Thioredoxin (TRX) activity assay
TRX activity was measured by the Thioredoxin Fluorometric Activity Assay Kit (Cayman, Item No.500228) according to the manufacturer’s instruction. Briefly, 0.5-1 mg/ml of cell lysates were prepared in cold buffer (100 mM Tris-HCl pH 7.5, 1 mM EDTA), supplemented with protease inhibitor. Then 20µl cell lysates were mixed with 10 µl TRX reductase, 10 µl NADPH and 40 µl assay buffer. After the reaction was performed at 37°C for 30 min, 20µl reconstituted Eosin-Labeled Insulin was added. Measure the fluorescence at excitation and emission wavelength of 520 nm and 560 nm, once every minute for 60 min by Synergy Neo2 (BioTek).

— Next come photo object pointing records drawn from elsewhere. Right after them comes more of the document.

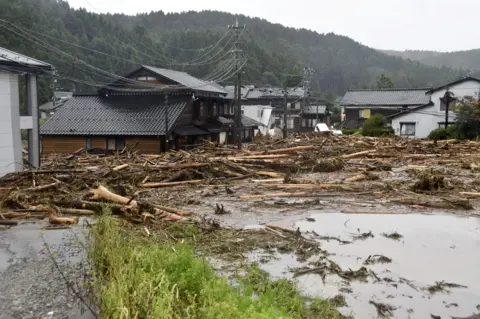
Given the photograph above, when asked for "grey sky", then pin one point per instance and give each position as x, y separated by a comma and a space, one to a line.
442, 25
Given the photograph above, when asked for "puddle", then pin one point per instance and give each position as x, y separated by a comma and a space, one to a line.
433, 248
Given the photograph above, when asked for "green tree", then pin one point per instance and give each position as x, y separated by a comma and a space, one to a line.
467, 124
384, 82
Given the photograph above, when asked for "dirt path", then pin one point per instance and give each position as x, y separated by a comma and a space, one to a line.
30, 284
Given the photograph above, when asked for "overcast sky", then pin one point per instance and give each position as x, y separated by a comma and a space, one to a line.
441, 25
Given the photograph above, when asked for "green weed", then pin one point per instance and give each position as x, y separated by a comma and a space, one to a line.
139, 277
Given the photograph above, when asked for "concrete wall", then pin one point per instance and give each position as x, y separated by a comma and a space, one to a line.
10, 139
428, 118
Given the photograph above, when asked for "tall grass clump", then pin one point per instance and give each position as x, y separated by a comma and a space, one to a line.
137, 277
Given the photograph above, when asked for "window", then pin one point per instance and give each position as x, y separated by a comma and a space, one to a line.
364, 113
146, 78
290, 123
201, 110
443, 105
407, 129
115, 144
89, 143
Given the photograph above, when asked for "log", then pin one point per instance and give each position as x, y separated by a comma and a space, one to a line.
159, 185
180, 212
259, 157
373, 213
8, 222
263, 181
120, 167
269, 174
299, 194
357, 154
470, 194
179, 166
73, 211
103, 193
286, 150
356, 178
55, 220
286, 229
43, 187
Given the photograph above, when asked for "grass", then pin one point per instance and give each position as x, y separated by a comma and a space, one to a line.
138, 277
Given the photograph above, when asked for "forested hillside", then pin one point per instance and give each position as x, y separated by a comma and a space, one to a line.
61, 35
469, 59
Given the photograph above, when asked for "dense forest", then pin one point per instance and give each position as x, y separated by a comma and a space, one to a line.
77, 41
469, 59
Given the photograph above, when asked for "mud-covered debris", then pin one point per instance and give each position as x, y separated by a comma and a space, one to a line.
429, 180
383, 310
328, 165
338, 301
363, 236
442, 286
220, 210
377, 259
394, 236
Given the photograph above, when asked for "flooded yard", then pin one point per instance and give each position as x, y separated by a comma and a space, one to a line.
433, 249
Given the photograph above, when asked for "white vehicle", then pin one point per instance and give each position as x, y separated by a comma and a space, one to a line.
322, 127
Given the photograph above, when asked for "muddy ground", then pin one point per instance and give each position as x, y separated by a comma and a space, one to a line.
385, 226
31, 285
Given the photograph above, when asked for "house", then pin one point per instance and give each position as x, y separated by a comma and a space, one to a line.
263, 115
59, 98
12, 66
314, 114
149, 110
418, 122
362, 104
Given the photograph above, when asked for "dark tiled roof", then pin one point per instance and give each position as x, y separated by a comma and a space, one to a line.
188, 130
390, 97
187, 80
465, 79
312, 109
113, 115
11, 58
246, 121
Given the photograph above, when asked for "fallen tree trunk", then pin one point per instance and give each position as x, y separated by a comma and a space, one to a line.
74, 211
373, 213
120, 167
357, 154
299, 194
8, 222
159, 185
43, 187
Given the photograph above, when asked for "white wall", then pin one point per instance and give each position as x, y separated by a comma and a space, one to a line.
427, 118
10, 139
265, 117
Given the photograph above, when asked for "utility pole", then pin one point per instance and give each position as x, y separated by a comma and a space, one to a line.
307, 80
285, 106
238, 91
166, 122
446, 100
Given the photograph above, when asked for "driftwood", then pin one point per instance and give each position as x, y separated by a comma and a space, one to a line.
159, 185
120, 167
43, 187
73, 211
373, 213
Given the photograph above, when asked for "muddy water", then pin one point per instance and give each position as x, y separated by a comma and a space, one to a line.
433, 248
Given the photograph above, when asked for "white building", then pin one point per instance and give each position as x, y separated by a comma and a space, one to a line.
12, 66
420, 121
262, 114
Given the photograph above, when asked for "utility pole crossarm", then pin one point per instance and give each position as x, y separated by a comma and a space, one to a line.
238, 92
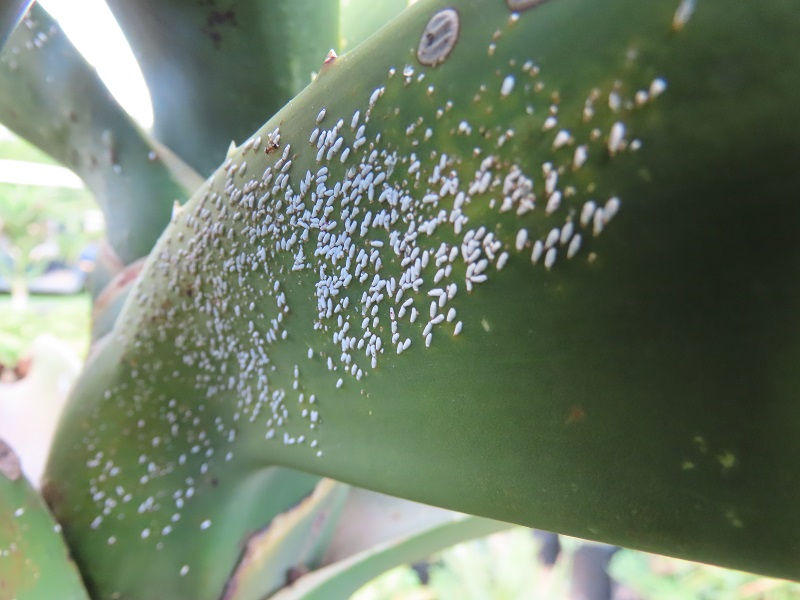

Construction of miRNA-modified AMSCs
The miR-17 (LV-miR-17) and miR-20a (LV-miR-20a) expression vectors and the control vector cel-miR-67 (LV-cel-miR-67) were constructed by cloning their precursor sequences, together with a short upstream and a short downstream flanking region, into lentiviral expression vectors. Before infection, 1 × 106 AMSCs were seeded in 10 ml complete medium overnight and then transfected with 100 nM LV-miR-17, LV-miR-20a or LV-cel-miR-67 at a multiplicity of infection of 10 in the presence of polybrene (8 µg/ml; Sigma-Aldrich, USA) for 24 h. Stable transfectants were used in the subsequent experiments.
Statistical evaluation was performed using independent samples t-tests between two groups and using one-way analysis of variance with Tukey's post hoc test between three or more groups. All data are presented as the mean ± SD. P < 0.05 was considered significant.